The higher frequency of lung adenocarcinoma in women smokers than in men smokers suggests a role for gender-dependent factors in the etiology of lung cancer. We evaluated estrogen receptor (ER) alpha and beta expression and activity in human lung adenocarcinoma cell lines and normal lung fibroblasts. Full-length ERalpha and ERbeta proteins were expressed in all cell lines with higher ERbeta than ERalpha. Although estradiol (E(2)) binding was similar, E(2) stimulated proliferation only in cells from females, and this response was inhibited by anti-estrogens 4-hydroxytamoxifen (4-OHT) and ICI 182,780. In contrast, E(2) did not stimulate replication of lung adenocarcinoma cells from males and 4-OHT or ICI did not block cell proliferation. Similarly, transcription of an estrogen response element-driven reporter gene was stimulated by E(2) in lung adenocarcinoma cells from females, but not males. Progesterone receptor (PR) expression was increased by E(2) in two out of five adenocarcinoma cell lines from females, but none from males. E(2) decreased E-cadherin protein expression in some of the cell lines from females, as it did in MCF-7 breast cancer cells, but not in the cell lines from males. Thus, ERalpha and ERbeta expression does not correlate with the effect of ER ligands on cellular activities in lung adenocarcinoma cells. On the other hand, coactivator DRIP205 expression was higher in lung adenocarcinoma cells from females versus males and higher in adenocarcinoma cells than in normal human bronchial epithelial cells. DRIP205 and other ER coregulators may contribute to differences in estrogen responsiveness between lung adenocarcinoma cells in females and males.

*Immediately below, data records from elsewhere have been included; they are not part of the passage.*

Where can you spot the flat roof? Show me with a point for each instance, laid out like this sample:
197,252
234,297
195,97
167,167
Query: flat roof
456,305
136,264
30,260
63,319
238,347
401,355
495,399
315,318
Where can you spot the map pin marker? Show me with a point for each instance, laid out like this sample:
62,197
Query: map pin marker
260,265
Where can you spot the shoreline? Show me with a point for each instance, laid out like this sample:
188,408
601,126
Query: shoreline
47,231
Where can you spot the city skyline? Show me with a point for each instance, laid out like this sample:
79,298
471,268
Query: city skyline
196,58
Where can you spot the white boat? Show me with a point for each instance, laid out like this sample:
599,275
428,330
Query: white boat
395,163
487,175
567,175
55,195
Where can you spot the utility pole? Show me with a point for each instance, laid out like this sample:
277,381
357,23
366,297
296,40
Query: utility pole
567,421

Estrogen receptor beta isoforms exhibit differences in ligand-activated transcriptional activity in an estrogen response element sequence-dependent manner.

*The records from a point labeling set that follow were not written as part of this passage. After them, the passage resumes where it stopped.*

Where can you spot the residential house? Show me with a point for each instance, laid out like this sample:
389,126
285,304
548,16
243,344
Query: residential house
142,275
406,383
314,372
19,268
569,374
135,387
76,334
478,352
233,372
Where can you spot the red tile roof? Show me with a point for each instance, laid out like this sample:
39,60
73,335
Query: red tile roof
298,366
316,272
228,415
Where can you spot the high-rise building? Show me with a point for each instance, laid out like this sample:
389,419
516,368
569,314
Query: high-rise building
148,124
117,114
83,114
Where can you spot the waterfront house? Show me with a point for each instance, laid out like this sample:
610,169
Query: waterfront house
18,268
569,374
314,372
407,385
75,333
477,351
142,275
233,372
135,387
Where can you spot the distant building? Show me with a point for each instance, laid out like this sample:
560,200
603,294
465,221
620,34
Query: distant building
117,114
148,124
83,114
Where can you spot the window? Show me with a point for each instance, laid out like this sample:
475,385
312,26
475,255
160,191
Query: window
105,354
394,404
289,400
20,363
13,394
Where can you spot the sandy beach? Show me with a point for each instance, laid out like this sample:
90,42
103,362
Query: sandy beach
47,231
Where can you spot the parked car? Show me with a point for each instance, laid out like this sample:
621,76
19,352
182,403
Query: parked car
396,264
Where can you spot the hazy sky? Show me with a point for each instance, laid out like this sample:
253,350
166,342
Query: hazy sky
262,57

Estrogen receptor beta (ERbeta) has been reported to have lower estradiol (E2)-induced transcriptional activity than human (h)ERalpha from estrogen response element (ERE)-driven reporters in transiently transfected cells. Conflicting data for activities of full-length and short hERbeta [hERbeta1, 530 amino acids (aa); and hERbeta1s, 477aa] have been reported. To test the hypothesis that hERbeta1 has higher transcriptional activity than hERbeta1s, we compared E2, 2,3-bis(4-hydroxyphenyl)propionitrile (a selective ERbeta agonist), and resveratrol-induced transcription by hERbeta1, hERbeta1s, and rat (r) ERbeta with hERalpha on different EREs in transiently transfected CHO-K1 and HEC-1A cells. Our results demonstrate for the first time that hERbeta1 has similar E2-induced activity to hERalpha and greater activity than rERbeta or hERbeta1s on a consensus palindromic ERE, either as a single or double copy; a minimal ERE; and the nonpalindromic pS2 ERE. 2,3-Bis(4-hydroxyphenyl)propionitrile showed greater efficacy with hERbeta1 and hERbeta1s than for rERbeta or hERalpha. We found that transcriptional differences between the ERbeta isoforms and ERalpha depend on the ERE sequence, confirming that the DNA sequence bound by ER is an allosteric effector of ER action. For the minimal 13-bp ERE and the pS2 ERE, the increase in transcriptional activity with hERbeta1 correlated with increased binding affinity. Coactivators steroid receptor coactivator-1 and cAMP response element binding protein-binding protein synergistically activated hERalpha and ERbeta transcription and showed reduced efficacy with rERbeta and hERbeta1s, suggesting a role for the N terminus of ERbeta1 in coactivator interaction. Collectively, these data indicate that the cellular expression of ERbeta isoforms may differentially impact ERE-regulated target gene expression in a ligand-dependent manner.